DPD Minta Pemerintah Cabut Moratorium Daerah Otonomi Baru
JAKARTA – Pemerintah diminta mencabut kebijakan moratorium atau penghentian sementara pemekaran daerah otonomi baru (DOB). Pasalnya, pemekaran dianggap sangat penting untuk mempercepat pembangunan di daerah.
“Sudah cukup lima tahun moratorium. Harus dibuka lagi pemekaran tapi sangat selektif,” ungkap Anggota Dewan Perwakilan Daerah Republik Indonesia (DPD RI) dari Provinsi Nusa Tenggara Timur (NTT), Abraham Paul Liyanto di Jakarta, Jumat (18/10/2019).
Dia menerangkan, wilayah NTT sebagai satu provinsi yang layak dimekarkan karena wilayah kepulauan. Selain itu, NTT juga berbatasan dengan tiga negara yang sudah maju.
“Kami di NTT terdiri dari ratusan pulau. Kami juga diapit tiga negara yaitu, Timor Leste, Australia dan New Zeland. Negara-negara tetangga kami sudah maju-maju, sementara kami masih terseret. Kami iri terhadap mereka. Satu cara agar bisa mengejar mereka adalah membuka pemekaran. Pemekaran akan mempercepat akselerasi pembangunan,” terang Abraham.
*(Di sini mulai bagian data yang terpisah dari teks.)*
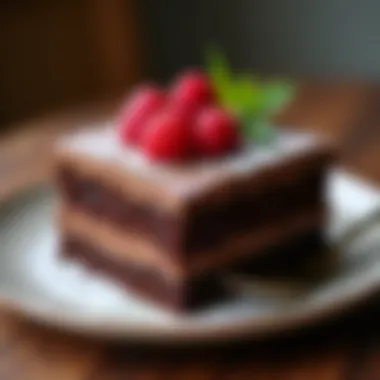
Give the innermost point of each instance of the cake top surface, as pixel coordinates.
(186, 179)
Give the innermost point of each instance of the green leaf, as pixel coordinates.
(276, 94)
(252, 101)
(259, 130)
Anggota Komite I DPD yang mengurusi bidang Pemerintah Daerah, Pemekaran Wilayah dan Sinergi Hubungan Pusat dan Daerah ini mengakui desakan pemekaran kadang digunakan untuk meraih elektoral dari para politisi. Maka itu, pemerintah harus memberikan kriteria dan syarat yang ketat, misalnya pemekaran hanya untuk wilayah-wilayah strategis dan wilayah perbatasan.
“Pemekaran jangan menjelang pemilu karena pasti ada yang memanfaatkan. Harus dilakukan seperti sekarang pas anggota parlemen baru dipilih,” ujarnya.
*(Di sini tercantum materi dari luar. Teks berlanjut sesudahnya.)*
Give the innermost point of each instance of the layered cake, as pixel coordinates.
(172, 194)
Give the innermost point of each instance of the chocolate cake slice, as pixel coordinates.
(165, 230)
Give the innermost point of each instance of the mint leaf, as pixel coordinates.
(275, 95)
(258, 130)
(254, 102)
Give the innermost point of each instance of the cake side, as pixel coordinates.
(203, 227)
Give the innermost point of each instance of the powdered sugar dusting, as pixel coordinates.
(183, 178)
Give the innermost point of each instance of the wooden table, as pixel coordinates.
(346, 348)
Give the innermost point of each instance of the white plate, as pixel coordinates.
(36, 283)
Hingga saat ini, lanjut dia, sudah ada satu usulan pemekaran provinsi di NTT yaitu pembentukan Flores Kepulauan. Sementara pemekaran kabupaten dan kota mencapi 10 usulan.
Kesepuluhnya adalah calon Kabupaten Adonara (Flores Timur), Pantar (Alor), Amfoang (Kupang), Amonetun (Timor Tengah Selatan), Manggarai Barat Daya (Manggarai Barat) dan Kota Maumere. Kemudian ada empat dari Sumba Timur yaitu Pahunga Lodu, Sumba Selatan, Sumba Timur Jaya dan Malolo.
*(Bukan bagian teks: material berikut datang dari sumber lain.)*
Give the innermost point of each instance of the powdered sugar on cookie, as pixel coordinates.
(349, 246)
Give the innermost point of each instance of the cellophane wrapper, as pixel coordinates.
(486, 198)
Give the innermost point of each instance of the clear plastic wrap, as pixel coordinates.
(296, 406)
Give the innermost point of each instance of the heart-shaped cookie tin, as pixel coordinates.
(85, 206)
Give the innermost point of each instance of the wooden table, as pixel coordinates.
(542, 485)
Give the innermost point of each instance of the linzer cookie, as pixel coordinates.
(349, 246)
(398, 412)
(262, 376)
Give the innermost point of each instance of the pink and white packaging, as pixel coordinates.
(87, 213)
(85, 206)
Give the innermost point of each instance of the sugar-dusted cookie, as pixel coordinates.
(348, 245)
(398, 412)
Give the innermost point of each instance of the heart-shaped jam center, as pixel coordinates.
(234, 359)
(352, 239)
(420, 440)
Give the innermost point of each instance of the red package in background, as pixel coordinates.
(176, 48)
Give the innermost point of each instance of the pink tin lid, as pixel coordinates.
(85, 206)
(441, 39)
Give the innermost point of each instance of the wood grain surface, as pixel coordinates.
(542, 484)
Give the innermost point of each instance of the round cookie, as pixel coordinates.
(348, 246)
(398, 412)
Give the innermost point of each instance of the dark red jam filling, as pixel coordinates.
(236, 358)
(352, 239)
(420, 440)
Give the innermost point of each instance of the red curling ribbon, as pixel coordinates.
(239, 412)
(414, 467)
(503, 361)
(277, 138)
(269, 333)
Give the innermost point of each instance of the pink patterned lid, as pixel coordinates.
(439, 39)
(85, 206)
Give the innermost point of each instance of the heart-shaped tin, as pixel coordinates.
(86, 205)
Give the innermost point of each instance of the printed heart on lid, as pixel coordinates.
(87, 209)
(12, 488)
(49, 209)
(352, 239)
“Pemerintah pusat harus memproses berbagai usulan tersebut guna percepatan pembangunan di NTT,” ujar Abraham.
Sementara itu, Direktur Eksekutif Komite Pemantauan Pelaksanaan Otonomi Daerah (KPPOD), Robert Endi Jaweng menilai pemekaran wilayah bisa saja dilakukan, namun sifatnya sangat selektif. Daerah-daerah yang bisa dilakukan pemekaran adalah wilayah perbatasan dan kepulauan.
“Untuk wilayah perbatasan dan kepulauan, itu (pemekaran, Red) penting. Sebagai tanda kehadiran negara,” ujar Endi. Dia mengakui dari segi kelayakan, daerah-daerah perbatasan dan kepulauan bisa saja tidak layak dimekarkan.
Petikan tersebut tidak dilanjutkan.